Now you know who your friends are. Or at least who your friends aren’t.

From the El Paso Chamber of Commerce website:

“Through our hard work and advocacy, El Paso is one step closer to the needed repairs and construction of I-10 around downtown. I appreciate the Texas Transportation Commission for listening to the needs of our region and investing in our future. Once completed, I-10 Segment 2 will improve mobility, ease congestion, reduce pollution and be a boon for our economy,” said Cesar Blanco, Texas State Senator.

Maybe Senator Blanco is talking about his personal economy.

“I am very excited that Segment 2 was placed on the UTP.  As a member of the House Transportation Committee, I know that communities from across the state are constantly competing for transportation projects and funding.  Communities that succeed never stop planning and neither can El Paso.  This project addresses one of our community’s most pressing mobility concerns,” said Lina Ortega, Texas State Representative.

Included in the UTP is the Segment 2 portion of Interstate 10 which extends from Executive Center to Loop 478 (Copia Street).  Placement of the project in the UTP authorizes construction dollars to be expended on this project over the next ten years.  The Segment 2 portion of 1-10 represents the most congested segment of I-10 in El Paso as well as a segment that is in need of reconstruction.  TxDOT’s 2043 projections show that without improvements, average speed in Segment 2 will be approximately 17 mph during peak times.  With the proposed improvements, TxDOT’s traffic model shows average speed at approximately 56 mph.

How about this part: “The Segment 2 portion of 1-10 represents the most congested segment of I-10 in El Paso as well as a segment that is in need of reconstruction.” Whoever wrote that has never been east of Viscount during rush hour.

That Segment 2 portion of Interstate 10 will turn Yandell into a frontage road. It will further isolate downtown from the neighborhoods north of the freeway by constructing high-speed traffic lanes between them, and, according to the TXDOT’s current favorite plan, a giant traffic circle around the proposed deck. It will demolish historic buildings, and the Holocaust Museum.

Not to mention the years of delay all that construction will entail. “Over the next ten years.”

And whom do we have to thank? Texas State Senator Cesar Blanco and Texas State Representative Lina Ortega, according to the El Paso Chamber of Commerce website.

God protect us from politicians with ostensibly good intentions.

Of course, the freeway expansion and the deck is all part of our benevolent overlords’ Master Plan.

Don’t forget to vote.

5 comments

  1. Very disappointed in Senator Blanco and Rep Ortega. I watched the CC meeting today. The county judge, Leon, and state delegation care mainly about chamber-Borderplex-TXDOT definitions of economic development… definitions that do not include pollution, health, heat islands, more traffic, and noise that all affect our quality of life. ?

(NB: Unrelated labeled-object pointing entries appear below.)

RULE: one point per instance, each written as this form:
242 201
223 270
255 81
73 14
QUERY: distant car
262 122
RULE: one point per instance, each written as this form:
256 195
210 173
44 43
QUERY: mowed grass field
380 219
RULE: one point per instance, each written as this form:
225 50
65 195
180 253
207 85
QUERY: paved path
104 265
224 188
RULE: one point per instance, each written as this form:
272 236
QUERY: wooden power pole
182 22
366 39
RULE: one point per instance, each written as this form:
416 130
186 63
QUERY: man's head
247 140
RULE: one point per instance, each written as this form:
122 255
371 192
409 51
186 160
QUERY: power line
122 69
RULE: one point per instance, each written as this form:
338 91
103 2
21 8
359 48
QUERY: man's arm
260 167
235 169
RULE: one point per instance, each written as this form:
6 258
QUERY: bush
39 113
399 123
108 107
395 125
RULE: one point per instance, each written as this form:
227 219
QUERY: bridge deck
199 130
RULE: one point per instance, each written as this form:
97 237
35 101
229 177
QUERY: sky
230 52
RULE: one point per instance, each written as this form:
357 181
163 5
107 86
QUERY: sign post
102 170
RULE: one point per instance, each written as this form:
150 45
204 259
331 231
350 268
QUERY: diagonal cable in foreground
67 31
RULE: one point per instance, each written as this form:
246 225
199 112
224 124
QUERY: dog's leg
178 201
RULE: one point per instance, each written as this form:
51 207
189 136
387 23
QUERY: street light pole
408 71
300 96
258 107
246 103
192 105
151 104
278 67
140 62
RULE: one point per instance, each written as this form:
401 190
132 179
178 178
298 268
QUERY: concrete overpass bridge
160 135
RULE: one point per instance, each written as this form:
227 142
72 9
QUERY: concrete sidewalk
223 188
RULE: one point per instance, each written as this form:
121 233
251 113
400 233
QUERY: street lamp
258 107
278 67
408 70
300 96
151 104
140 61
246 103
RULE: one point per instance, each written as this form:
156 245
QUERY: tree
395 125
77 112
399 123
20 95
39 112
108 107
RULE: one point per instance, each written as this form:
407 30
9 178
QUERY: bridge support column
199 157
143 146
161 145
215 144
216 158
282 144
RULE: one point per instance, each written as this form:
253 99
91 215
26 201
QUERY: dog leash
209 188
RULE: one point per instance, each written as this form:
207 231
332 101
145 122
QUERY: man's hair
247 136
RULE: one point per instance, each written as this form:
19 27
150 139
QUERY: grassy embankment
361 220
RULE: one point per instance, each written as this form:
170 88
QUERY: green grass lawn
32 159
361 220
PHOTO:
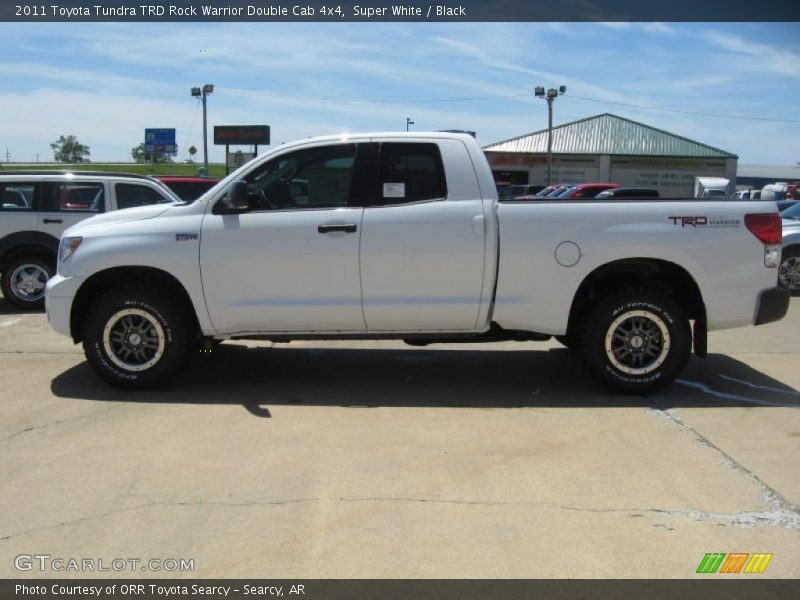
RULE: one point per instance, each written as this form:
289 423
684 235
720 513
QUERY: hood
138 213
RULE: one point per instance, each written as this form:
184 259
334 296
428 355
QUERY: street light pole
202 93
550 96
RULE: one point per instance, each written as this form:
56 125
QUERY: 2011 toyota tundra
401 236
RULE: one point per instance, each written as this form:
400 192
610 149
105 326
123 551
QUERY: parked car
424 253
515 191
629 193
785 204
36 207
789 270
188 189
551 191
585 190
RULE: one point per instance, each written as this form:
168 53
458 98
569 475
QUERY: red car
188 188
585 190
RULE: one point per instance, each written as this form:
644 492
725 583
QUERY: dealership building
610 148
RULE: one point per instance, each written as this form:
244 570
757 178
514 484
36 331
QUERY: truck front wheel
135 338
637 341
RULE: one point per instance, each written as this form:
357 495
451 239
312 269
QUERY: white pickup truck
401 236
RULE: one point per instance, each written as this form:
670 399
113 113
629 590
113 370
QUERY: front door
289 264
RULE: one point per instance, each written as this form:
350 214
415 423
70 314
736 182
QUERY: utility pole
202 93
551 95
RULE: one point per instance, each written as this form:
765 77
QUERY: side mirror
237 198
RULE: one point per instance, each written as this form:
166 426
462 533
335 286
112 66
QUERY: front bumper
772 305
59 295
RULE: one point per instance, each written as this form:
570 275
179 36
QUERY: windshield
565 193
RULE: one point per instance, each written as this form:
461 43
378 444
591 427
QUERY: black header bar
389 10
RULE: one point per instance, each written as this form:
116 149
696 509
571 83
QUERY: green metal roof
609 134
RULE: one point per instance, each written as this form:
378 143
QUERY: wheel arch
646 272
32 242
107 279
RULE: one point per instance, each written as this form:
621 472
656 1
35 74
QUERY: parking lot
376 459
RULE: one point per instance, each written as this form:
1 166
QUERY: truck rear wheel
135 339
24 280
637 341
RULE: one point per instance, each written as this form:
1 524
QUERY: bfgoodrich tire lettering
637 341
134 338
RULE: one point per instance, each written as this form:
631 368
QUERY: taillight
766 227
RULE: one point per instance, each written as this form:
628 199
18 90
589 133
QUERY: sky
106 82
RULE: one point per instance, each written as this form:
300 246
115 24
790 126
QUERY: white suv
36 207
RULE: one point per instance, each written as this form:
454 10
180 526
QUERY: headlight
68 246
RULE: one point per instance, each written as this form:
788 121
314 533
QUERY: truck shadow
6 308
471 378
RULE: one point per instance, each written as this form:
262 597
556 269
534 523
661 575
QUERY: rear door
423 242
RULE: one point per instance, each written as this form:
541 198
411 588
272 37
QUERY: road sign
160 140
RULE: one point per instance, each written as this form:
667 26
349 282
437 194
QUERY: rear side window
17 196
134 194
410 172
75 196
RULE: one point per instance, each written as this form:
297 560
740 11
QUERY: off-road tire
14 273
636 340
135 338
790 260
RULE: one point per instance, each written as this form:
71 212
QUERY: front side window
134 194
76 197
17 196
410 172
312 178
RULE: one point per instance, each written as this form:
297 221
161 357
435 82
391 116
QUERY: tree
139 155
70 150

  2. Down we go. I am stunned by the comments reported here from Blanco and Ortega. I assume they will be planning to move somewhere not so polluted and so packed with cars once they have satisfied their patrons.

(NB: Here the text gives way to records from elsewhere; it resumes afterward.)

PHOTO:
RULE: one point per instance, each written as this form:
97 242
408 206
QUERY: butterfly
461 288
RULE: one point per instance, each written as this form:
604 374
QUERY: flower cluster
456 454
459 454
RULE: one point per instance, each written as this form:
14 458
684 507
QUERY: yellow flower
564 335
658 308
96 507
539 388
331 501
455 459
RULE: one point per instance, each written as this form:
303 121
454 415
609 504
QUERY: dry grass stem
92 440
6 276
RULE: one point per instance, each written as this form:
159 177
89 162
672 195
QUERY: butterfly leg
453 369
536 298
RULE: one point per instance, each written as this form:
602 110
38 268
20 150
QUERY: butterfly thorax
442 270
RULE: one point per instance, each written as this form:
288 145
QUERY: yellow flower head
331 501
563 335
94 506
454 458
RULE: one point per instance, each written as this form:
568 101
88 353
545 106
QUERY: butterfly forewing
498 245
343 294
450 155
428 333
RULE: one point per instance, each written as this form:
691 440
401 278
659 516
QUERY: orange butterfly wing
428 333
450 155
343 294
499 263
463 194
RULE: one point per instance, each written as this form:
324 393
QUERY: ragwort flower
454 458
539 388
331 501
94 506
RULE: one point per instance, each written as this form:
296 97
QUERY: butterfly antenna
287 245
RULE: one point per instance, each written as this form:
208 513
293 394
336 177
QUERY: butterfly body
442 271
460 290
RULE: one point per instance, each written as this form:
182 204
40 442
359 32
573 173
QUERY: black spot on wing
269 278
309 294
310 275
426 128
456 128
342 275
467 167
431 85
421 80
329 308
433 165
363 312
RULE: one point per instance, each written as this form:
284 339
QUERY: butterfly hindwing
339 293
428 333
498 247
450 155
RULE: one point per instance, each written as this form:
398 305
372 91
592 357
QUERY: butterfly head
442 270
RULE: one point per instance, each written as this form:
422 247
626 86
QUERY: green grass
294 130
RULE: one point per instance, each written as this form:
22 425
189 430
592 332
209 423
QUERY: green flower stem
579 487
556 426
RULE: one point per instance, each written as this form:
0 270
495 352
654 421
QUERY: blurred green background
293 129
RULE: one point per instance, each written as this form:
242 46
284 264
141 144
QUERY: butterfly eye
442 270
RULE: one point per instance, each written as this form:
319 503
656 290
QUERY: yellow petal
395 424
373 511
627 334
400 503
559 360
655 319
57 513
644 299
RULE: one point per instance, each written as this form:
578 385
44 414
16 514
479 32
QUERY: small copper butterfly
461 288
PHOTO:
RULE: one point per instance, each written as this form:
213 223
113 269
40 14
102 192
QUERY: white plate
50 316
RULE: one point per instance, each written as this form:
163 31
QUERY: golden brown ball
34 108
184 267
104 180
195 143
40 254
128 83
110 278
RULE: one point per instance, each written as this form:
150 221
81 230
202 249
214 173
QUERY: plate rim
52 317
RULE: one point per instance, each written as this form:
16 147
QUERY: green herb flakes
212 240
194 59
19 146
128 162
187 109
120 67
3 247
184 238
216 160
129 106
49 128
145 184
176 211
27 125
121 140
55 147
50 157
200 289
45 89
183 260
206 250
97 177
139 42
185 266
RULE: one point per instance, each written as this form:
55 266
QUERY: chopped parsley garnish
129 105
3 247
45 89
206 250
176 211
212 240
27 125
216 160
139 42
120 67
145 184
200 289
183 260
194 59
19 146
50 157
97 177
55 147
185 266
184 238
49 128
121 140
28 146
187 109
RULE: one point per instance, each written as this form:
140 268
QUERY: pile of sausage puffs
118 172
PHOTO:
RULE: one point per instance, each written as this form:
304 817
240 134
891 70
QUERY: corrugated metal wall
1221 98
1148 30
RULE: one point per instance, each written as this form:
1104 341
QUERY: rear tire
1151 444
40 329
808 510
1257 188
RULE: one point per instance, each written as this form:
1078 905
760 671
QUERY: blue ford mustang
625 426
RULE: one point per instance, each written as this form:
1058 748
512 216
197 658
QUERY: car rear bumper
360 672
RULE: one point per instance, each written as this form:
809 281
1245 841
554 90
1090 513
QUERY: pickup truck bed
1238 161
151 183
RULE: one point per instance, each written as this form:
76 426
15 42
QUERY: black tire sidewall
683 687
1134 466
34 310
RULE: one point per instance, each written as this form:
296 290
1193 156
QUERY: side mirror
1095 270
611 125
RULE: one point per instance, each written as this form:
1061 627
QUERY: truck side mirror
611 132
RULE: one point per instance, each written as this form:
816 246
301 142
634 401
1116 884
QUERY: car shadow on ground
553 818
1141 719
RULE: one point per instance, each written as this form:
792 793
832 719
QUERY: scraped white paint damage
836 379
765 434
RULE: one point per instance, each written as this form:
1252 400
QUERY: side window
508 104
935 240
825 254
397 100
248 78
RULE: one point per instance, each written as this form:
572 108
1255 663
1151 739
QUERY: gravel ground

  3. I believe that expanding I 10 in downtown El Paso is a waste of your tax money, is bad for business, and bad for El Pasoans. It reminds me of Red Lining activities in the 1950 when non-white neighborhoods were destroyed for highways. Current best practices avoid creating or expanding highways through downtowns.

  4. I thought the Dem delegation was AWOL. If this includes the so-called “deck” over I-10, well it is just a back door way for Mountainstar to finally get us to pay for a soccer stadium since it doesn’t appear the arena is going anywhere.

  5. Frankly, at this juncture, it would make more sense to detour all through traffic on I-10 via Loop 375, up and over Transmountain. We have allowed the love of the automobile to ruin too many American cities.